I believe so, having a high school degree wasnt a requirement to get a driver's license, you just needed to be 16.
My son's girlfriend (it's a serious relationship), sews. It blew me away to learn that when I first met her. Young women who know how to sew these days are few and far between.:agree: Too few, lizzie - too few! It scares the H*** out of me, and your son is a lucky man to have found one. I also worry about all those that don't know how to make anything more than toast, too. What they should be learning, IMO, is how to make the bread that feeds them that toast, because that might keep them alive one day, but that's another problem that's not being handled. I have taught my children all I can, and that's the best I can do, and that's why I agreed to help teach others who want to learn a little bit about self sufficiency. I just hope we have time, because in an emergency, government will take care of themselves first!

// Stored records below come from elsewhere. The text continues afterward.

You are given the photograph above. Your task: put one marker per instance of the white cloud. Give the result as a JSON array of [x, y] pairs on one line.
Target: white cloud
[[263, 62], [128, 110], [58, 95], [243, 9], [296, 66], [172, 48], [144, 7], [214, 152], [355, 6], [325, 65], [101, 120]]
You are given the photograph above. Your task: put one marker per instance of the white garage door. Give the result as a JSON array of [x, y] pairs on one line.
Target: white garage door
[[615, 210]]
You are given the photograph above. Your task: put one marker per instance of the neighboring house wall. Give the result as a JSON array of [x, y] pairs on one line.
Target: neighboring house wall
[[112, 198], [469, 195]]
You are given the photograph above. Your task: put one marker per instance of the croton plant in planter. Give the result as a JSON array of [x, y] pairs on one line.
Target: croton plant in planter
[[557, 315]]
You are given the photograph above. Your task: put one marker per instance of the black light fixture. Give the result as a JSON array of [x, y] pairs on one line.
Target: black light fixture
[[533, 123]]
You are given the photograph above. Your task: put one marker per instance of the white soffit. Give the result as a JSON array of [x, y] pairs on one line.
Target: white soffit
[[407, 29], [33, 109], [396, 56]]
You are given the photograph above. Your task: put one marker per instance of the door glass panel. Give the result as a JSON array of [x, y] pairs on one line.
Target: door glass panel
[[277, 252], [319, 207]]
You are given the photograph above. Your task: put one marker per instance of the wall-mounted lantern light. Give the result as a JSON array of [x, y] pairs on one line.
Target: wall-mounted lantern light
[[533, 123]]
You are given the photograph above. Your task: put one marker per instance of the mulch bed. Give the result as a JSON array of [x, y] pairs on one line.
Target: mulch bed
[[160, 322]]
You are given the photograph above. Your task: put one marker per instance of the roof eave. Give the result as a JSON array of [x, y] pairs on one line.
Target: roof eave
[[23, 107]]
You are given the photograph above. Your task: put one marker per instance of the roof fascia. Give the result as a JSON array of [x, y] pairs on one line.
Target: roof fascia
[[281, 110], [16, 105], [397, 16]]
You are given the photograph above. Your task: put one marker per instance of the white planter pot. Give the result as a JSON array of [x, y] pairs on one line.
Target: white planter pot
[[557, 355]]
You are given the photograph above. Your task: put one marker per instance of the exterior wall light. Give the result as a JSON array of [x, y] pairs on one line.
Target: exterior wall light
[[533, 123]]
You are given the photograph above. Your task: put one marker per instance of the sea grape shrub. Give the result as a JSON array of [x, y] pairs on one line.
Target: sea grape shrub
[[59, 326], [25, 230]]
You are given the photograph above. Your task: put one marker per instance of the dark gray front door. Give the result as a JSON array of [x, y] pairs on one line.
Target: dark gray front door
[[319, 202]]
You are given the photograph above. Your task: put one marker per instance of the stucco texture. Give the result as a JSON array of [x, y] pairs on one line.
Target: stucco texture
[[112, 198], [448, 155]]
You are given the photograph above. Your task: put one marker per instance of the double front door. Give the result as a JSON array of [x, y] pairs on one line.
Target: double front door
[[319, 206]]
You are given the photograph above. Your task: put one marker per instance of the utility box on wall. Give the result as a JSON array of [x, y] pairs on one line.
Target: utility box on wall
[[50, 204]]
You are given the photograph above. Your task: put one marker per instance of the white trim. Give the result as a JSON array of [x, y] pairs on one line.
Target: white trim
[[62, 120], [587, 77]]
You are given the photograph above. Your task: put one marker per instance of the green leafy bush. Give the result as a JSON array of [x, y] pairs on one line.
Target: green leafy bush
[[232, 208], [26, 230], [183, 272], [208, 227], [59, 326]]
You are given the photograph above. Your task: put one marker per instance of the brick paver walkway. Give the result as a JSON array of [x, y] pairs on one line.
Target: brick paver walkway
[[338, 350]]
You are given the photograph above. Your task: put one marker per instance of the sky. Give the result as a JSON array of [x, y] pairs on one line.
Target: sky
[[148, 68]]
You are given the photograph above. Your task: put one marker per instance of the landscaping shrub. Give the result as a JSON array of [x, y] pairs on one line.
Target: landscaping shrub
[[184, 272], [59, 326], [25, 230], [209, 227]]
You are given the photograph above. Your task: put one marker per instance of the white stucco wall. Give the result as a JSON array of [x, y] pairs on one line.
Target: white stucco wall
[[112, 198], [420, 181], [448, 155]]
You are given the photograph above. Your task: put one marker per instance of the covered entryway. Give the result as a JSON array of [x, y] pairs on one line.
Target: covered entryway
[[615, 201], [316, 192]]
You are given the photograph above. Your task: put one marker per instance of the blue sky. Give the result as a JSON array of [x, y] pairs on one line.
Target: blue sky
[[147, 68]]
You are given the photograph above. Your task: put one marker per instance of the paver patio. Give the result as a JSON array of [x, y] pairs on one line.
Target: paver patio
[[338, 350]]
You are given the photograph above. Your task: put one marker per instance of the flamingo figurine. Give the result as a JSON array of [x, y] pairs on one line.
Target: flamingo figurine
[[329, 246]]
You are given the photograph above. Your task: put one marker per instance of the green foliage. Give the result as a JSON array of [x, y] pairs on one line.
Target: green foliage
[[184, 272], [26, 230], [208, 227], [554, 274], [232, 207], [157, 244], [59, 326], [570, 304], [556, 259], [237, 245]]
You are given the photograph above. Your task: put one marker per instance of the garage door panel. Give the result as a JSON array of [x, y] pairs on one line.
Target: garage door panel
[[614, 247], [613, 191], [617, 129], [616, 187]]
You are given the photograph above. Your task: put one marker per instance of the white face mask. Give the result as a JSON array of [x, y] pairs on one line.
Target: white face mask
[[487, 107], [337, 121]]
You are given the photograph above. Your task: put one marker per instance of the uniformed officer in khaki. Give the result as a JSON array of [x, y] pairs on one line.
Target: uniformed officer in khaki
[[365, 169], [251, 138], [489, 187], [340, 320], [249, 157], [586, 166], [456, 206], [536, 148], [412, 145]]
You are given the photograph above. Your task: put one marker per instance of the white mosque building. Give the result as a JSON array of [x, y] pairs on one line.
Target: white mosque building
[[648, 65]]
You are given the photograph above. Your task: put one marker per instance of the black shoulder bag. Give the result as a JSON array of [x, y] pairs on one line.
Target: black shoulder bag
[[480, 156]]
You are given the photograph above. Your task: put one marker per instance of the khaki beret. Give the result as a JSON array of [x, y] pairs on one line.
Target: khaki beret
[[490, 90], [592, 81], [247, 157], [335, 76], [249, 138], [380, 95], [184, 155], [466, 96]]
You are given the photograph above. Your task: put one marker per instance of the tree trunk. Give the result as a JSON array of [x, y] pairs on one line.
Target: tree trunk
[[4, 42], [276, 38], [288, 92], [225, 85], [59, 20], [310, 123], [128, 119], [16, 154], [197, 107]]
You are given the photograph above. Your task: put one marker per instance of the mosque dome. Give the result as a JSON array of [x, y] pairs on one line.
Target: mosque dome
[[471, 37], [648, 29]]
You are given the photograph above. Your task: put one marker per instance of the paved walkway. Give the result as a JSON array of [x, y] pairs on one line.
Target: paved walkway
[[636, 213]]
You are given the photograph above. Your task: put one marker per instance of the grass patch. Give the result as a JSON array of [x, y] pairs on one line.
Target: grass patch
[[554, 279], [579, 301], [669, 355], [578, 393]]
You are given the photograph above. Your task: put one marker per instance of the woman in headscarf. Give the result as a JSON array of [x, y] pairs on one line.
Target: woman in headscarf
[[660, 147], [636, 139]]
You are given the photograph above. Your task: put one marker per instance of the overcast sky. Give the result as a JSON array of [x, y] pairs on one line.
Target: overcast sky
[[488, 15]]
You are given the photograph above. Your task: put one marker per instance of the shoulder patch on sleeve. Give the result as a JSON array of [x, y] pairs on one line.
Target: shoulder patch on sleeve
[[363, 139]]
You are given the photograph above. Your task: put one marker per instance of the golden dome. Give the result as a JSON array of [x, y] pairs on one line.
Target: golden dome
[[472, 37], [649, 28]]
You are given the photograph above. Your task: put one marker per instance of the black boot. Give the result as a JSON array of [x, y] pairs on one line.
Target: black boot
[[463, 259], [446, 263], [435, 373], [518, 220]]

I support the right for them to choose whether to continue or not. I also suppor the right for them to fend for their own and allowing businesses to have nothing to do with hiring them because of inferior education. I also support the right for them to forfeit all public assistance and become a financial cripple for the family, or to die and be a cheap funeral.
I support the right for them to choose whether to continue or not. I also suppor the right for them to fend for their own and allowing businesses to have nothing to do with hiring them because of inferior education. I also support the right for them to forfeit all public assistance and become a financial cripple for the family, or to die and be a cheap funeral.
And you allow them to picket outside Walmart and Burger King for $15/hr too, right?
I wrote the same thing about public assistance before 18 too, btw. And using that as incentive for their family to 'encourage' their remaining in school.
Really, I just dont see why they dont have programs similar to Scared Straight where they had the kids visit the prisons and see the conditions and talk to prisoners.
Have them go back behind the counter at McD, follow a Walmart manager for a day, help out in a convenience store, etc. and see what the rest of their lives could be like.
NOT exactly a "lover of people" are you, G..................
I really like the idea tying earning a license to completing 10th or 11th grade. :mrgreen:
no. they did notOne wonders what your nation is.
Americans have always valued public education as the key to the future for its children. Not in the terrible decline of today's multicultural pop culture of course.
Many Americans are desperately seeking alternative education to get their children out of the circus of the failed public schools. Naturally, the emerging socialist government is attempting to stop this outflow.
Should the ability to drop out of high school be allowed? Or should we start forcing students to attend school until they pass 12th grade? (note: this only applies to 17 and younger as adults should be making their own choices)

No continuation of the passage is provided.